- Directed by: Vipin Kapoor
- Written by: Vipin Kapoor
- Produced by: Preeti Gupta
- Music by: Manish Sahriya
- Production companies: Shrihans Arts and Creations Pvt. Ltd., Bolt Entertainment
- Release date: 14 October 2022;
- Running time: 2 hours
- Country: India
- Language: Hindi

= Jaggu Ki Lalten =

Jaggu Ki Lalten is an Indian Hindi-language comedy-drama musical film that was released on 14 October 2022. It was directed and written by Vipin Kapoor, produced by Preeti Gupta, co-produced by Nitin Bharti, and executive produced by Ashish Sharma. The film was created under the Shrihans Arts and Creations Pvt. Ltd. banner in collaboration with Bolt Entertainment. The music for the film was composed by Manish Sahriya, and it stars Rambir Aryam and Neeraj Gupta in the lead roles. The cast also includes Aakriti Bharti, Rajendra Bhatia, Biren Dang, Raaj Gopal Iyer, and Namrita Malla.

== Plot ==
Jaggu ki Lalten tells the story of Hari Lal Bhoot, initially a scrap dealer who later became a successful businessman. Known for his good business sense and kind nature, Hari Lal has a positive reputation in his local community. The film provides a glimpse into the life of an ordinary person who, through successful dealings in the scrap industry, improved his financial situation. Hari Lal faced challenges early in life, which motivated him to make a positive impact on those around him.

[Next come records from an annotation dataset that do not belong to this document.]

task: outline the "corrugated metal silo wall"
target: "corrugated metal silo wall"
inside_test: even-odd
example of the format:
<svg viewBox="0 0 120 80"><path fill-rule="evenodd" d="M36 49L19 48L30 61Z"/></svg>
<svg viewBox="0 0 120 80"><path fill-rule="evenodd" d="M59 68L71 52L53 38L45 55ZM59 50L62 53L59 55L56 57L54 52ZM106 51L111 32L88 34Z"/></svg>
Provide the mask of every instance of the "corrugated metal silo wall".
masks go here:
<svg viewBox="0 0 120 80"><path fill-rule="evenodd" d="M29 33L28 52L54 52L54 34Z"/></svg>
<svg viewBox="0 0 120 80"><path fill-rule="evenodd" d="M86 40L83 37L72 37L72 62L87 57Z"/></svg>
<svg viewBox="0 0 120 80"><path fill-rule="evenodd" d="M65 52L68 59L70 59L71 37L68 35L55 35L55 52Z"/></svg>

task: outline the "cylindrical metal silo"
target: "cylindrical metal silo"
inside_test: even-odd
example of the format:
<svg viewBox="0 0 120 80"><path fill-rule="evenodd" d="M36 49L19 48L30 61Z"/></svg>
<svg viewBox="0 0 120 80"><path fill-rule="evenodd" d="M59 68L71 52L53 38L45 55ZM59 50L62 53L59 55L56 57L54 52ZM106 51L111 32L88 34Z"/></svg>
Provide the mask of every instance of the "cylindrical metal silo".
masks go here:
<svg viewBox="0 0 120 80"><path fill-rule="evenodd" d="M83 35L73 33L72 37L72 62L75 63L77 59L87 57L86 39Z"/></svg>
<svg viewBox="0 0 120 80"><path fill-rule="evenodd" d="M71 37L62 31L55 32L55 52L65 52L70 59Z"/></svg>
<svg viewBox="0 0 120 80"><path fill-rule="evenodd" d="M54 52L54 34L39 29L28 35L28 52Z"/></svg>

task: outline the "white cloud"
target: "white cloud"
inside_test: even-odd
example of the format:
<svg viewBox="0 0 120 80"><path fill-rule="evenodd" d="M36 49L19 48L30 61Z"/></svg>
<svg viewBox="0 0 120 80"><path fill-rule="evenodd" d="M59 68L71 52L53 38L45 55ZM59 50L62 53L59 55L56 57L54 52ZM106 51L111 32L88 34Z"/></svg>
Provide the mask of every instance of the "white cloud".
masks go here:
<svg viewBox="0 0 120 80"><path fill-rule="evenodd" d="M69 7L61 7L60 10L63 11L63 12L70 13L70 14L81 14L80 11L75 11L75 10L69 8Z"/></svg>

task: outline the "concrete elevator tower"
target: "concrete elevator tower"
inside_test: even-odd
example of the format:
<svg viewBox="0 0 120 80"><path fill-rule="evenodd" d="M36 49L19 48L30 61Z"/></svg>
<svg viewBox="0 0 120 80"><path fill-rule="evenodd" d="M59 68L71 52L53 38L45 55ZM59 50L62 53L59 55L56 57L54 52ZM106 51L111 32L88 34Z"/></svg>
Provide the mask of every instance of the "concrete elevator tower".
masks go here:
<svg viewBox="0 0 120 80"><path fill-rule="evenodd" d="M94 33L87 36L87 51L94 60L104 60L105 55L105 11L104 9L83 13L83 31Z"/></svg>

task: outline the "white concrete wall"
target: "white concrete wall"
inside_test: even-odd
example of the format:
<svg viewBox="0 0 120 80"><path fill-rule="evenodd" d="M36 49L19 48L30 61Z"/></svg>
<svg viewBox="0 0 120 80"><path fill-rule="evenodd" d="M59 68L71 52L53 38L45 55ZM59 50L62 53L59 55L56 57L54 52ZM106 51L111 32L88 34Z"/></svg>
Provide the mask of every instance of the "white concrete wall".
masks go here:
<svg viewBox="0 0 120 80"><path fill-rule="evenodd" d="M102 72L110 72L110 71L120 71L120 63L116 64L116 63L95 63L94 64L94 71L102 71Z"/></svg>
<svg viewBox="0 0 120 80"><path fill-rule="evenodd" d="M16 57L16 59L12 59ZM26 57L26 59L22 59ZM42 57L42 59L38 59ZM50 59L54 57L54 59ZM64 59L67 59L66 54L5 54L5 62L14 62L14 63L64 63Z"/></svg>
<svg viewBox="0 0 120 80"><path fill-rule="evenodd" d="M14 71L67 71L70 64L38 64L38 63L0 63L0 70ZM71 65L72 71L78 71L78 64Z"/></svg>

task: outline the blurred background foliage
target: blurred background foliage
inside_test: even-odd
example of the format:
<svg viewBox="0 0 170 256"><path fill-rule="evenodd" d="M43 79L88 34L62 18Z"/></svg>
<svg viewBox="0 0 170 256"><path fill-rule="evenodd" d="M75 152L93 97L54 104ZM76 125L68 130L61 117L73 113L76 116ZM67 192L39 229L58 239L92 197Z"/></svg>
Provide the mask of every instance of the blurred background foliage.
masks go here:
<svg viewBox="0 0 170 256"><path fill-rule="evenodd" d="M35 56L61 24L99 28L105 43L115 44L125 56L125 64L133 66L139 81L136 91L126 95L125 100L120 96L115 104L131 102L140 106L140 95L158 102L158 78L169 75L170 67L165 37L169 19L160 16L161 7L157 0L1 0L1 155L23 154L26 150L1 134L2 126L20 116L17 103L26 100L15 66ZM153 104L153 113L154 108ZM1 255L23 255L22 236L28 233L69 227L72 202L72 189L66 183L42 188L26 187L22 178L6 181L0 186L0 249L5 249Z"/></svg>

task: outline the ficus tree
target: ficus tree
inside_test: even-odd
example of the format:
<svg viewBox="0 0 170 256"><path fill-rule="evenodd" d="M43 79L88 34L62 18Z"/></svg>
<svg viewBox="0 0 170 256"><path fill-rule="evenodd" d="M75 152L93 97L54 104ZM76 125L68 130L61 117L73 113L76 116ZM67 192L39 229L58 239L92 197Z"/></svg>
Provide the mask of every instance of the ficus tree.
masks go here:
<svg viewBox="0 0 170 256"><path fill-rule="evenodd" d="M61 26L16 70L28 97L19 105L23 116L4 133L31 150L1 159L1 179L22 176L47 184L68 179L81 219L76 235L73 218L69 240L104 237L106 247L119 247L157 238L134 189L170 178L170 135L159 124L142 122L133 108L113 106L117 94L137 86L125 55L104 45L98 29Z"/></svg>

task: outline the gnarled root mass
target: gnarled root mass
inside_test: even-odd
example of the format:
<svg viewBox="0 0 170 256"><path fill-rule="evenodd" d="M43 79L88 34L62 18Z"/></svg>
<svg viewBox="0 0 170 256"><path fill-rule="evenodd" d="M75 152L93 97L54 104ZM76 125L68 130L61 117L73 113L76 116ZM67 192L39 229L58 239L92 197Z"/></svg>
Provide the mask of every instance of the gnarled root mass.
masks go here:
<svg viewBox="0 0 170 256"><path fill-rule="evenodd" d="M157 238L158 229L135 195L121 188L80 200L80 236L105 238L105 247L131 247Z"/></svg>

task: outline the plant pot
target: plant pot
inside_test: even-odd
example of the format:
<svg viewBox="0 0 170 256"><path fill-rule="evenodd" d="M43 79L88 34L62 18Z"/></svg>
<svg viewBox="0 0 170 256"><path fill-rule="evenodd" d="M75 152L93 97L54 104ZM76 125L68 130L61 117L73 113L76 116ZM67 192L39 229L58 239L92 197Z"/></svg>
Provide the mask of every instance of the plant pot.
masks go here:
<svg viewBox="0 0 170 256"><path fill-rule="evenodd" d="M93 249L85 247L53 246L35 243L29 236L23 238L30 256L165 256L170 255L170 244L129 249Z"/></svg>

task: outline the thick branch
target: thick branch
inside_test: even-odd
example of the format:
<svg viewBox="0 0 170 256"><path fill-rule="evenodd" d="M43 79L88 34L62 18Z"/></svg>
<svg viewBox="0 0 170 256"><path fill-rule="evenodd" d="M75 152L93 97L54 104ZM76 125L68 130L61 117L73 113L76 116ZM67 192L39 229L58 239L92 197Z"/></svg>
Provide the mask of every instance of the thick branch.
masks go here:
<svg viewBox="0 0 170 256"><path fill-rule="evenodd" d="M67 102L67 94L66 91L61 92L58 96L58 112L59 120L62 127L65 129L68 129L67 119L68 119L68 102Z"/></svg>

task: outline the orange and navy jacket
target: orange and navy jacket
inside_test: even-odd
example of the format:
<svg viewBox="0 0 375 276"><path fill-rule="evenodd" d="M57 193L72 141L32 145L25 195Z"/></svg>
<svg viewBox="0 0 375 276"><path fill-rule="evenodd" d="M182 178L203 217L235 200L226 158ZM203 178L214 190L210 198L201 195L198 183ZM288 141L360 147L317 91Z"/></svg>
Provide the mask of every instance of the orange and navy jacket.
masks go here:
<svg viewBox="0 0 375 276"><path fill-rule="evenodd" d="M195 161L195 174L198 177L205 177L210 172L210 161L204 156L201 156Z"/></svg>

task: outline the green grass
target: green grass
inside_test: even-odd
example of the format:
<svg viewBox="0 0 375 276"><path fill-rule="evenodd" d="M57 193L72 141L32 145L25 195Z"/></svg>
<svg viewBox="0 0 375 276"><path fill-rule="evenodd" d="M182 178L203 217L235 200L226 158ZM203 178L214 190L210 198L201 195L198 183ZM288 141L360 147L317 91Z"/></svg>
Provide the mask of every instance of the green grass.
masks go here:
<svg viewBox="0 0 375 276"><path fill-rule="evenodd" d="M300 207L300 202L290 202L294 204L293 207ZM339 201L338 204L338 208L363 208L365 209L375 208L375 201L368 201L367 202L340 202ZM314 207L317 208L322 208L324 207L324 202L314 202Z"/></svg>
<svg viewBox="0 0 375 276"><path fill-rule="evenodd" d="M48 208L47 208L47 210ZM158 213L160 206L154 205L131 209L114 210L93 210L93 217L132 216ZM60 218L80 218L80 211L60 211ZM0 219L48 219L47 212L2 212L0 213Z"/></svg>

During a routine business trip, Hari Lal meets Jaggu, an ordinary man facing various challenges. Touched by Jaggu's situation, Hari Lal promises to help him get his life back on track. The story unfolds, showing Hari Lal's commitment as he faces different obstacles to fulfill his promise of giving Jaggu the life he deserves.

== Reception ==
A reviewer from Filminformation mentioned that Vipin Kapoor's direction is weak, mirroring the shortcomings of the script. Manish Sahriya's music and background score serve their purpose but don't stand out. The lyrics by Mayank Gera are unremarkable. Sooraj Katoch's choreography is uninspiring, and Jan Kashyap's camerawork doesn't significantly enhance the drama. Puneet Kapoor's production design is unimpressive, and Vikas Phougat's editing is loose.

In a review by Abhishek Srivastava of the Times of India, who gave only 2.5 stars out of 5, it was noted that the comedy in 'Jaggu ki Lalten' is unintentional, but it manages to bring a smile to your face. The sequences featuring Raghuvir Yadav are particularly engaging. This drama is not a bad film overall; it has a good storyline, but the majority of the cast's performances and the direction are below par, which hinders its potential.

Gagan Gurjar of Asianet News described 'Jaggu Ki Lantern' as a wholesome family film with a story and content that deeply touches the heart.